4.6.4. Negative binomial model result
Table 4.19. Parameter estimates of Negative binomial model
Parameter DF Estimate Standard error
Wald 95% Confidence Limits
Wald Chi- Square
Pr > Chi square
Intercept 1 13.9574 2.774 9.8857 18.0290 45.14 <
.0001*
Health expenditure
1 -0.1388 0.0934 -.0.3236 0.0459 2.17 0.1407
GDP 1 -0.0001 0.0001 -0.0003 0.0000 3.79 0.0517*
Population age 1 0.0052 0.0478 -0.0885 0.0989 0.01 0.9130
Urbanization 1 -0.0166 0.0176 -0.0511 0.0179 0.89 0.3463
Physician density
1 1.2683 0.5245 0.2403 2.2962 5.85 0.0156*
MYSC 1 0.1940 0.1128 -0.0270 0.4150 2.96 0.0854
Dispersion 0 1.3729 0.2345 0.9823 1.9189
AIC = 1478.18 AICC = 1481.69 BIC = 1493.47 deviance = 1.3999, Pearson Chi-Square 1.4128 with 43 degrees of freedom
*significant variables
The output in Table 4.19 begins with the model information and the criteria for assessing goodness of fit.
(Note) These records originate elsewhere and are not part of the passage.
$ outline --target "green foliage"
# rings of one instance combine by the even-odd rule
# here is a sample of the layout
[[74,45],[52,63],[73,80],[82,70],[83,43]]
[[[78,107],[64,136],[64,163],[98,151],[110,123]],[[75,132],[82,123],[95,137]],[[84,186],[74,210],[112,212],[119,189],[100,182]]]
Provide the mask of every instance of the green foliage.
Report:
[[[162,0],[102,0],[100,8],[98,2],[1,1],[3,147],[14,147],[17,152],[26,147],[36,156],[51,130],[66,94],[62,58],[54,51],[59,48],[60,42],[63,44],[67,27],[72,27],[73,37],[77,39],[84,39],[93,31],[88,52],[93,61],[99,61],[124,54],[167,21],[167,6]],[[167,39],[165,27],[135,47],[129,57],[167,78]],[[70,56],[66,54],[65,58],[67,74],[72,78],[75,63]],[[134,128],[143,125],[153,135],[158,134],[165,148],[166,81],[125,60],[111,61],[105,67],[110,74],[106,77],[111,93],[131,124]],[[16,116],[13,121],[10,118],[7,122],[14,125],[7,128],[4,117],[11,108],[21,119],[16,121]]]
The number of observations is 50, and the link function is log. Pearson Chi-square is 1.4128, the deviance statistics is 1.3999 with 42 degrees of freedom for both, and with the dispersion ratio as given. The deviance statistics shows that there is over-dispersion, and a non-significant value of Pearson statistics suggested that the model adequately fits the data. A dispersion ratio value close to one is an evidence of over-dispersion in the model. Therefore, the model shows convincing evidence of over-dispersion. The AIC, BIC, and AICC are 1478.18, 1493.47, and 1481.69, respectively. Finally, from the Table 4.16, the algorithm for parameter estimates has converged, implying that a solution was found.
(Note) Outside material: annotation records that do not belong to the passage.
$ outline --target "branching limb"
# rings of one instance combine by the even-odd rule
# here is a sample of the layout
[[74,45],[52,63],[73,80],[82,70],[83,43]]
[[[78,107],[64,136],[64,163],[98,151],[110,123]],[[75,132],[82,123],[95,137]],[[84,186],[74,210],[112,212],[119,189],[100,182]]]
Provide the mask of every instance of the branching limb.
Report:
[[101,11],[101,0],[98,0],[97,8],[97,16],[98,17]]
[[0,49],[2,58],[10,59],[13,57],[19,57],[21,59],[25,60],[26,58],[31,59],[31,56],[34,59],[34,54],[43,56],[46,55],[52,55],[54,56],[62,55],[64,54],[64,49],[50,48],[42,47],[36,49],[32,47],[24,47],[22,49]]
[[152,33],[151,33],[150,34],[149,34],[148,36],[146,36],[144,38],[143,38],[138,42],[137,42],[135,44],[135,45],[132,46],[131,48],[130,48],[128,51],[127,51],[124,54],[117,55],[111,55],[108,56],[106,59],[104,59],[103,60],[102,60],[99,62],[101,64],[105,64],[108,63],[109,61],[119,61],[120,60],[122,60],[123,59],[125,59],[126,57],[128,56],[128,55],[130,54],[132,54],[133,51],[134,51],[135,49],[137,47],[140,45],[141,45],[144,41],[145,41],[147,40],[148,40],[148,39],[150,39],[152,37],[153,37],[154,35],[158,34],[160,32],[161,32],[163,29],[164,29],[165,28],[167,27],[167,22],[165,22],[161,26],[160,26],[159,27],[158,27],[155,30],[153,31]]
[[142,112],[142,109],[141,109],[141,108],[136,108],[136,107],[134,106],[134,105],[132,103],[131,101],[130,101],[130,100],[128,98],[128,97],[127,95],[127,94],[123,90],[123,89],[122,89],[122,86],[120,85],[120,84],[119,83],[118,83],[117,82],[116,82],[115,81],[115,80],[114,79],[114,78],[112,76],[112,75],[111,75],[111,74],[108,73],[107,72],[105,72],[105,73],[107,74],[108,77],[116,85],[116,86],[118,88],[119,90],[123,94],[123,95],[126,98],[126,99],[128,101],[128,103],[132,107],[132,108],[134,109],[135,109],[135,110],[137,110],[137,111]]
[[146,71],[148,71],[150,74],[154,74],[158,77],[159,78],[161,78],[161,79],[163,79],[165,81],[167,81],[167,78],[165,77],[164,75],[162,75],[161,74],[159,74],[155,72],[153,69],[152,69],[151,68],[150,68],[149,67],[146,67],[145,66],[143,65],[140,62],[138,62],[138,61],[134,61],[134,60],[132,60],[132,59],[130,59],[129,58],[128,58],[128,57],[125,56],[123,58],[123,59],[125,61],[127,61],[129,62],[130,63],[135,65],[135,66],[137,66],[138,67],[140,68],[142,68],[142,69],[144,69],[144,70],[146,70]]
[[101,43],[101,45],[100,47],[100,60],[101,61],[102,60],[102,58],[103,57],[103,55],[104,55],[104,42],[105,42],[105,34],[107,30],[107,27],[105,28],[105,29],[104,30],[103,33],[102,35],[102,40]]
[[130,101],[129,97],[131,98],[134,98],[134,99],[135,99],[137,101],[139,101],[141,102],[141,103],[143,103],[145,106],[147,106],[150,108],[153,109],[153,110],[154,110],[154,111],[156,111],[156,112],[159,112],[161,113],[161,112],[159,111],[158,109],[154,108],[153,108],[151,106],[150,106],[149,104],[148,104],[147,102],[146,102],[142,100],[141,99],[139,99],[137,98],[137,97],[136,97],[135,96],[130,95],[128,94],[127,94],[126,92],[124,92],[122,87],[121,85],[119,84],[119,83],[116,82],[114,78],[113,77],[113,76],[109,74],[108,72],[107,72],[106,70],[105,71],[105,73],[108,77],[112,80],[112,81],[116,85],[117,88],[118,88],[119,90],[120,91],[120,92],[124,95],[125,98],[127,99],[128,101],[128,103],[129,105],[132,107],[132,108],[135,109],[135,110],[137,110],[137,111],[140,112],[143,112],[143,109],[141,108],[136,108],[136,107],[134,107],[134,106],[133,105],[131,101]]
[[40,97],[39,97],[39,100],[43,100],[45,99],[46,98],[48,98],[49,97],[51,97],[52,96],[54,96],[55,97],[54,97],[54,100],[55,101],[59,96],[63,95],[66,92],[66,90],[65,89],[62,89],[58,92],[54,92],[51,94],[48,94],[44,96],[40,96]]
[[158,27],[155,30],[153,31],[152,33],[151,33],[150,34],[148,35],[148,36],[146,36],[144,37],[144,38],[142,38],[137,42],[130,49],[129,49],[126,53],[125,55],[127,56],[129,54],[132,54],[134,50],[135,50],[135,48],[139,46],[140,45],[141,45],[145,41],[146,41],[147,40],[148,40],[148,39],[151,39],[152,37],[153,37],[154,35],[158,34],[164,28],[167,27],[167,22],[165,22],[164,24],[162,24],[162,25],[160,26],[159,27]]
GDP and physician density were seen to be the significant variables in this model with p-values of 0.0517 and 0.0156, respectively. The coefficient estimates of physician density =1.2683 shows an increase compared with Poisson regression results), with SE=0.5245, 95% CI of (0.2403, 2.2962), a wider interval as compared to Poisson regression, with p-value = 0.0693, and a Wald chi square
statistic of 5.85. This means that for a one-unit increase in physician density, the expected log count of the diabetes prevalence will increase by 1.2683. A significant GDP of p-value = 0.0517 means that for each unit increase in GDP, the expected log count of the diabetes prevalence will decrease by 0.0001. This shows that with a negative binomial model, physician density per 1000 persons, GDP, and population age are significant and have a positive relationship with diabetes prevalence on the continent.
In addition, there is an estimate of the dispersion coefficient (often called alpha) = 1.3729. A Poisson model is one in which this alpha value is constrained to zero. In this study, the estimated alpha has a 95% CI that does not include zero, which suggested that the negative binomial is more appropriate than Poisson. An estimate greater than zero suggest over-dispersion (variance greater than mean), and an estimate less than zero suggest under-dispersion, which is rare.
With a sign of over-dispersion in Poisson regression, negative binomial is used to relax the assumptions stated earlier and to uses a different probability which allow for more variability in the data.